Workspace roles, workflow pickers, and updater fixes
Workspaces ship with proper owner/admin/member roles, workflows get typeahead pickers for channels and specialists, and the updater stops getting stuck.
Workspaces now have first-class roles. You sign in as owner, admin, or member, and settings, billing, and member management all respect that distinction. Workflows pick up name-based pickers for channels and specialists, the updater stops stalling on releases, and chat history stays put across navigation and streaming.
Auth and workspaces
Workspaces ship with end-to-end role support. The app knows whether you are an owner, admin, or member in every workspace, and settings, billing actions, and the workspace switcher all stay in sync. Members are no longer silently promoted to owner after settings load, and attempts to escalate a role through the members API — including self-promotion — are blocked.
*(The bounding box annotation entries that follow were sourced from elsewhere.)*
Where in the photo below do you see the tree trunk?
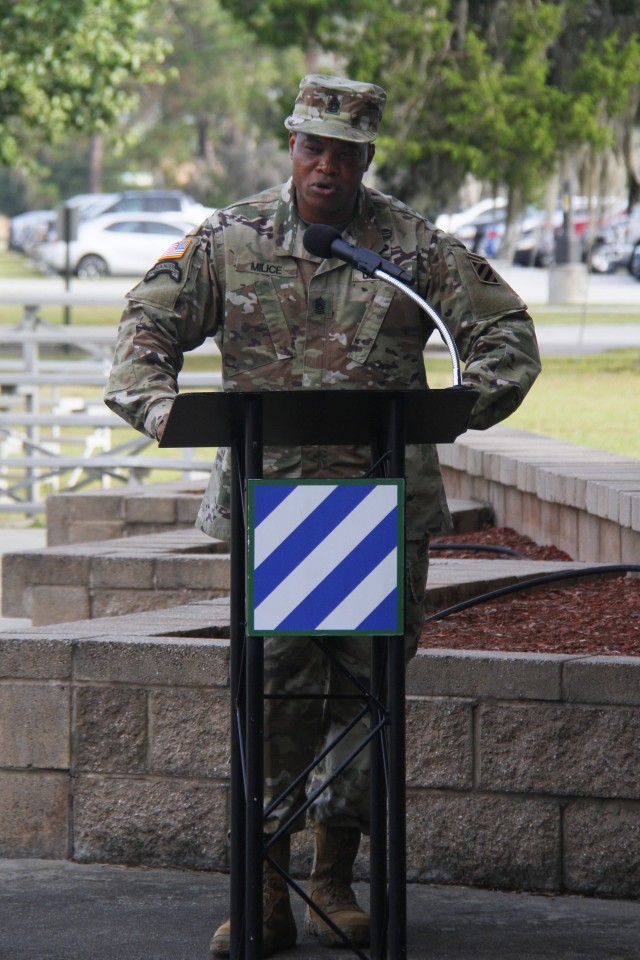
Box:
[89,133,104,193]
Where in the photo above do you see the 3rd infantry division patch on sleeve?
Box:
[469,253,500,284]
[144,260,182,283]
[158,240,191,261]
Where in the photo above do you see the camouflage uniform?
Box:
[105,84,540,832]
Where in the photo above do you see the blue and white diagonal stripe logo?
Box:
[249,480,404,634]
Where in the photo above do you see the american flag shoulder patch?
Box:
[158,240,191,260]
[469,253,500,284]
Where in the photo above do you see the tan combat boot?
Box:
[210,836,298,957]
[304,823,369,947]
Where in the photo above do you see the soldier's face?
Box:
[289,133,375,224]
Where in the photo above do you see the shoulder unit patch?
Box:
[158,239,191,261]
[469,253,500,284]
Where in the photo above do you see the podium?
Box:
[160,385,478,960]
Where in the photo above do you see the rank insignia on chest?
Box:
[310,296,333,317]
[158,240,191,260]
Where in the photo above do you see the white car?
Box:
[35,213,198,277]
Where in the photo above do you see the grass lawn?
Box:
[427,349,640,460]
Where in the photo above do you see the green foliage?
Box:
[0,0,167,166]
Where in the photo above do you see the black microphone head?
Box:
[302,223,341,260]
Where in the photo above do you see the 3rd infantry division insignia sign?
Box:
[247,480,404,636]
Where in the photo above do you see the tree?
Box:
[222,0,640,234]
[0,0,167,166]
[124,0,303,206]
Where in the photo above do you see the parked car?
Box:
[453,203,554,267]
[585,204,640,274]
[36,213,199,277]
[9,210,55,253]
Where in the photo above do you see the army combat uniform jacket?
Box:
[105,181,540,541]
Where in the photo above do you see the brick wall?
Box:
[0,601,640,898]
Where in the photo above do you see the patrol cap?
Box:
[284,73,387,143]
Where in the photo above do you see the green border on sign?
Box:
[246,477,405,637]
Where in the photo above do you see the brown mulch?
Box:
[420,527,640,657]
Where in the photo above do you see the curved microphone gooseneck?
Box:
[302,223,464,387]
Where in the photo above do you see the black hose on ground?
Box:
[429,543,525,557]
[424,563,640,623]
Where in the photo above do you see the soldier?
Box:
[105,74,540,956]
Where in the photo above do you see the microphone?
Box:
[302,223,415,285]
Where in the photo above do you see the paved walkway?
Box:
[0,860,640,960]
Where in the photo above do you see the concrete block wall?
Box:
[46,480,205,546]
[438,425,640,563]
[0,600,640,898]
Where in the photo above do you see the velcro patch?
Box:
[469,253,500,284]
[144,260,182,283]
[158,240,191,261]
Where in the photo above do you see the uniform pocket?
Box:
[224,277,295,375]
[348,281,425,386]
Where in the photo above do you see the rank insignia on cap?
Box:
[469,253,500,283]
[158,240,191,260]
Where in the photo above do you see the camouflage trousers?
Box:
[264,541,428,833]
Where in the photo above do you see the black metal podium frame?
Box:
[160,386,478,960]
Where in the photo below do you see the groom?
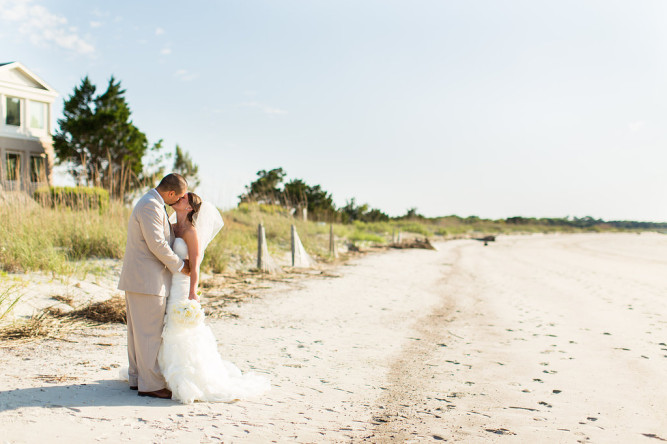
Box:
[118,173,190,399]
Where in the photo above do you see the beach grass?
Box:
[0,199,628,275]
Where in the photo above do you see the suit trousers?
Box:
[125,291,167,392]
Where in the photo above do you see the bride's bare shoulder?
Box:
[180,226,198,242]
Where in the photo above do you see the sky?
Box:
[0,0,667,221]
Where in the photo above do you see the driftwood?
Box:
[389,237,436,250]
[475,235,496,246]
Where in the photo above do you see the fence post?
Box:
[257,224,283,274]
[329,224,338,258]
[291,224,296,267]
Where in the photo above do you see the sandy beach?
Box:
[0,233,667,444]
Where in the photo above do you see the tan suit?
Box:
[118,190,183,392]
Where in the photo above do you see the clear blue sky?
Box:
[0,0,667,221]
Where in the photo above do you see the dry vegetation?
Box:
[0,193,628,340]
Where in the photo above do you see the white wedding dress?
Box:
[158,238,270,404]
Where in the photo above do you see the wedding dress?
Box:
[158,205,270,404]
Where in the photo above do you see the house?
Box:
[0,62,58,192]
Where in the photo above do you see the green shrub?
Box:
[33,187,109,211]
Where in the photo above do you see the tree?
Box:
[239,168,287,205]
[282,179,336,219]
[53,76,162,198]
[174,145,201,190]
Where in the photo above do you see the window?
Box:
[30,100,46,129]
[30,155,46,182]
[5,97,21,126]
[7,153,21,180]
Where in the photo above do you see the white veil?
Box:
[169,201,225,255]
[192,201,225,257]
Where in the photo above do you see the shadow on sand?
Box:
[0,380,176,412]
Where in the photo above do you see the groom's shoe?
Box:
[139,389,171,399]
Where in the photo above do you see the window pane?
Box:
[7,153,21,180]
[30,101,46,129]
[30,156,46,182]
[5,97,21,126]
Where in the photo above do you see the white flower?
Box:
[169,299,204,327]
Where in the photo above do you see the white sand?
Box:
[0,234,667,443]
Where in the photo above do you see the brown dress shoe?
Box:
[139,389,171,399]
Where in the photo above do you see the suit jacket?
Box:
[118,189,183,296]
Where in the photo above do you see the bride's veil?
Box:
[192,201,225,257]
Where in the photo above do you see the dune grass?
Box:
[0,195,628,275]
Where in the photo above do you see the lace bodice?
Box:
[172,237,188,259]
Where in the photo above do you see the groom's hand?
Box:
[181,259,190,276]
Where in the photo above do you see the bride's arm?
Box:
[183,229,201,301]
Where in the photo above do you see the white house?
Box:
[0,62,58,192]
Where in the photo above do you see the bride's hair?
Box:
[188,193,201,225]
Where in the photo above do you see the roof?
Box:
[0,62,58,96]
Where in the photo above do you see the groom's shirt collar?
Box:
[151,188,164,206]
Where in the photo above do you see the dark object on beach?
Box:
[49,294,127,324]
[475,235,496,246]
[389,237,435,250]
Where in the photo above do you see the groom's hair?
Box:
[157,173,188,193]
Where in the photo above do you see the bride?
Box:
[158,193,270,404]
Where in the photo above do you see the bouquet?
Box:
[169,299,204,327]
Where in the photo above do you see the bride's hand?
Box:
[181,259,190,276]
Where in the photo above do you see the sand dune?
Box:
[0,234,667,443]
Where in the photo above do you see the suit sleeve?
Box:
[138,201,183,273]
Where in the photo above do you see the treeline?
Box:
[239,168,389,223]
[505,216,667,230]
[239,168,667,231]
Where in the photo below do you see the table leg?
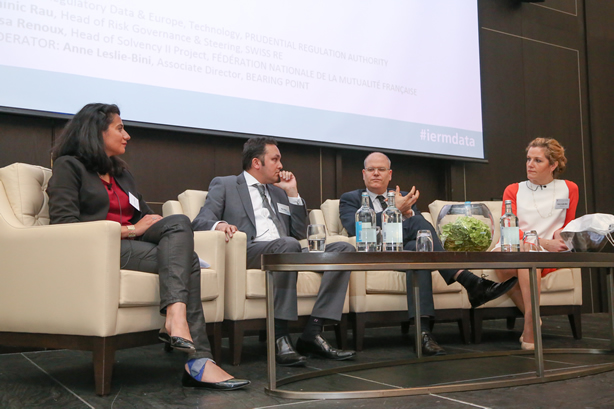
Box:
[529,267,544,378]
[608,267,614,351]
[266,271,277,390]
[411,271,430,359]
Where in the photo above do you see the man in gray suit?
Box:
[339,152,518,356]
[192,138,356,366]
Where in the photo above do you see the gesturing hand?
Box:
[215,222,239,242]
[394,186,420,217]
[274,170,298,197]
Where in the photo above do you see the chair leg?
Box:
[207,322,222,365]
[458,310,471,344]
[92,337,116,396]
[352,313,367,351]
[335,314,348,349]
[401,321,409,335]
[228,321,245,365]
[471,309,483,344]
[567,305,582,339]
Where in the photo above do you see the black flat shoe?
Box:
[467,277,518,308]
[158,327,196,352]
[275,335,307,366]
[296,334,356,361]
[181,371,251,391]
[420,331,446,356]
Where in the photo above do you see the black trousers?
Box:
[403,215,458,318]
[121,215,213,358]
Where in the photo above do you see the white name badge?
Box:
[277,203,290,216]
[554,199,569,209]
[128,192,141,212]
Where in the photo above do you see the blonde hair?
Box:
[527,138,567,178]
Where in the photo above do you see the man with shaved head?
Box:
[339,152,517,356]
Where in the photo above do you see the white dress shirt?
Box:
[243,171,303,241]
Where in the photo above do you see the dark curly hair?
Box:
[51,103,126,176]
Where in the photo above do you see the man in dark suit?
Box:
[192,138,356,366]
[339,152,517,355]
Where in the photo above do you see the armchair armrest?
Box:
[194,230,226,310]
[0,215,121,337]
[224,231,247,320]
[162,200,184,218]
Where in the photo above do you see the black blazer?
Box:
[47,156,153,224]
[339,189,422,237]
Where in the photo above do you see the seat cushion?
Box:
[245,269,322,298]
[541,268,575,293]
[119,269,220,308]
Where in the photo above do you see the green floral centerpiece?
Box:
[437,203,494,251]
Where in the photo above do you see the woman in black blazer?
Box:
[47,104,250,390]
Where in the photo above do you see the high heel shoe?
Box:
[181,358,251,391]
[158,327,196,353]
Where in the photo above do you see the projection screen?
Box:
[0,0,484,160]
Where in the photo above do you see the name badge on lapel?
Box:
[554,199,569,209]
[277,203,290,216]
[128,192,141,212]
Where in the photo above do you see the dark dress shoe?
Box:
[420,332,446,356]
[467,277,518,308]
[158,327,196,352]
[275,335,307,366]
[181,371,251,391]
[296,334,356,361]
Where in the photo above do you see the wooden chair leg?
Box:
[471,309,483,344]
[228,321,244,365]
[458,310,471,344]
[258,329,266,342]
[567,305,582,339]
[92,337,116,396]
[352,313,367,351]
[335,314,348,349]
[401,321,409,335]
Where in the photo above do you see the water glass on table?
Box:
[307,224,326,253]
[522,230,540,251]
[416,230,433,251]
[375,226,382,251]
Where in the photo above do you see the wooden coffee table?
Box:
[262,251,614,399]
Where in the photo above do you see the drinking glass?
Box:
[375,226,382,251]
[416,230,433,251]
[522,230,540,251]
[307,224,326,253]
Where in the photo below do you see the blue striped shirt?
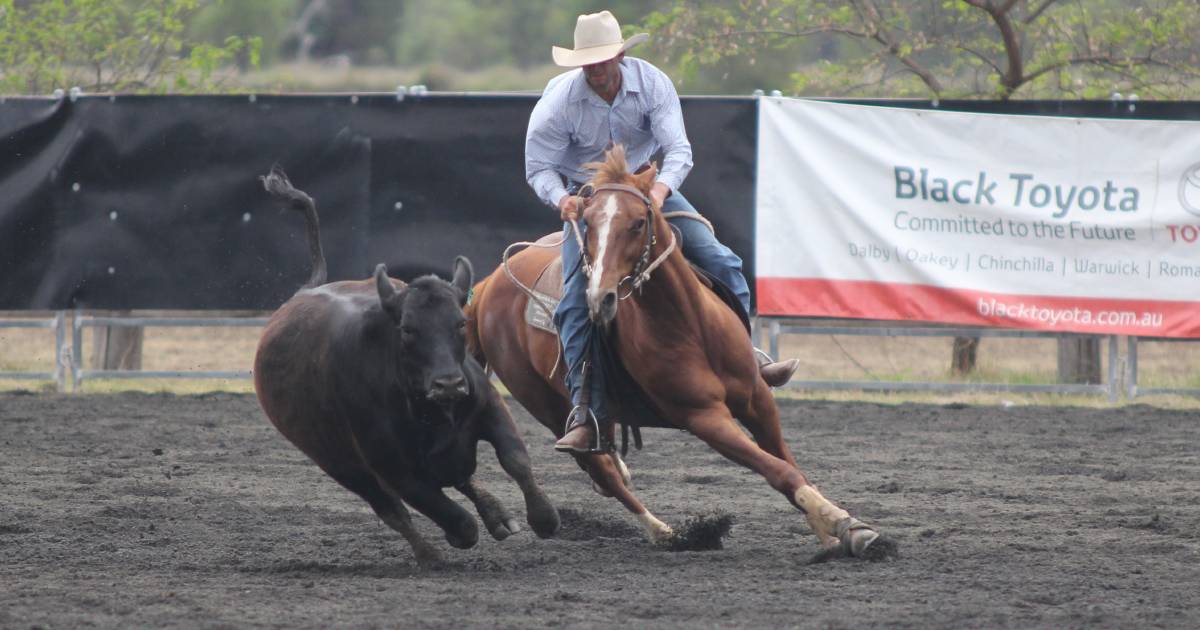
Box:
[526,56,691,208]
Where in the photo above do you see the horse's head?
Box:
[582,145,658,325]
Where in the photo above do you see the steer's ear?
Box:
[374,263,400,320]
[454,256,475,306]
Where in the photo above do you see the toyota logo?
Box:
[1180,162,1200,216]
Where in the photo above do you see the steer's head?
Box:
[374,256,474,406]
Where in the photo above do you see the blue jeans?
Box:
[554,191,750,420]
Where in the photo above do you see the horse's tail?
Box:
[462,276,492,370]
[258,164,329,289]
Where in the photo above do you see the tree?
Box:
[646,0,1200,383]
[0,0,259,94]
[646,0,1200,100]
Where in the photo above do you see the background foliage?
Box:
[0,0,259,94]
[0,0,1200,98]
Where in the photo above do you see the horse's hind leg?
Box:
[738,383,798,468]
[688,409,878,556]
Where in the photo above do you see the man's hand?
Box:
[558,194,580,221]
[650,181,671,210]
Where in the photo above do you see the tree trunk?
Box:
[91,311,145,370]
[950,337,979,377]
[1058,337,1103,385]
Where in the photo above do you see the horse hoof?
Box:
[834,516,896,560]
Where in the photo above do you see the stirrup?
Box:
[563,404,608,454]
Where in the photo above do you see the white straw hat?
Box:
[551,11,650,67]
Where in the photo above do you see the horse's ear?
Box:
[452,256,475,306]
[374,263,400,320]
[634,162,659,194]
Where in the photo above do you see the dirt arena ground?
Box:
[0,392,1200,628]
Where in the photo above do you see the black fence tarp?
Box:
[0,94,1185,310]
[0,95,757,310]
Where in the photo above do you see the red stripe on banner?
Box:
[757,277,1200,338]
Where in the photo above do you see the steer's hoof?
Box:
[446,518,479,550]
[526,494,562,538]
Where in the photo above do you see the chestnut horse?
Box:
[466,146,884,557]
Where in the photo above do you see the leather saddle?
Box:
[524,232,750,335]
[524,233,750,436]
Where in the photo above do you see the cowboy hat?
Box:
[551,11,649,67]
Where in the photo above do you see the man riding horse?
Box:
[526,11,799,452]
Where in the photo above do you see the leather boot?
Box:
[755,348,800,388]
[554,422,596,452]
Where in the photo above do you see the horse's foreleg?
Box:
[575,452,674,545]
[688,409,878,556]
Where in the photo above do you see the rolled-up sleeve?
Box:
[650,74,691,192]
[526,91,570,208]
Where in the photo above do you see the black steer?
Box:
[254,169,559,564]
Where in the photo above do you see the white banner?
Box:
[756,98,1200,337]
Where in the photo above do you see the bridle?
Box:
[571,184,676,300]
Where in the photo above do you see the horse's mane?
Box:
[583,144,637,186]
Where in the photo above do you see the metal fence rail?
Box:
[760,318,1121,402]
[1126,337,1200,400]
[0,311,66,391]
[0,311,1185,402]
[71,312,269,390]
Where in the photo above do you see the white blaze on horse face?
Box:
[588,194,617,300]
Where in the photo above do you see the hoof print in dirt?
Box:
[805,534,900,564]
[554,508,642,541]
[662,511,733,551]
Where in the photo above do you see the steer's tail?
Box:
[258,164,329,289]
Sessions also survive update restarts more gracefully. If your session is still valid, you stay signed in across an update instead of getting kicked back to the login screen.
Workflows
The visual workflow editor now lets you pick channels and specialists by name. Channel fields show a typeahead populated from your workspace channels, and specialist invoke and assignee fields offer a searchable specialist picker that stores the canonical selection while preserving manual or template input. Saving a workflow no longer fails with a missing-field error, and saves are confirmed end-to-end with retries so a workflow you save actually sticks.
Chat
Chat history stops jumping under your fingers. Rendered messages now come from a single source of truth, channel aliases resolve to the same conversation everywhere, and reactions, deletes, and thread status updates flow through the same path so messages no longer get lost or duplicated mid-stream. Display names for participants and mentions follow a consistent precedence (name, then email, then user ID), and far-apart messages no longer collapse into the same group thanks to a five-minute grouping window. The “no specialists are connected” notice now actually appears when no specialist is online to receive your message.
OpenRouter routing also resolves correctly. Sign-in and local-token credential edge cases are fixed, model mapping is restored during chat completion routing, and OpenRouter is now a fully recognized provider so you can route through it without falling back unexpectedly.
Settings
Settings cleans up several rough edges. The settings dialog now closes properly when you navigate away, owner and admin checks in Integrations resolve correctly when membership data is incomplete (with safe handling to prevent unknown roles from being granted elevated access), and the unused “Find a connection” section is gone from Connections. Billing settings now scope to the active workspace, and a hotfix on 0.2.1.1 unblocks billing requests that were being incorrectly rejected.
Enterprise and discounted plans are now supported through invite codes. Invite codes are customer-facing identifiers for non-standard plans — discounted variants or enterprise tiers — and the active plan, variant, and any applied invite code are surfaced in billing settings.
Security and capabilities
Permissions for embedded surfaces are tightened. The browser, browser-specialist bridge, VSCode, and mini-apps each have scoped permission lists so panels do not have more access than they should. A bug where pop-out browser panels were missing the permissions they needed is fixed, and DevTools works in the embedded VSCode panel.
The billing return after upgrade also works more reliably. Stripe checkout now bounces back to the app cleanly — matching the OAuth sign-in flow — instead of occasionally landing on a non-resolvable URL.
Polish and fixes
The updater indicator no longer goes silent after a release. The updater notification now appears reliably, including before you sign in, and once an update is installed that state is no longer overwritten by a late re-emit.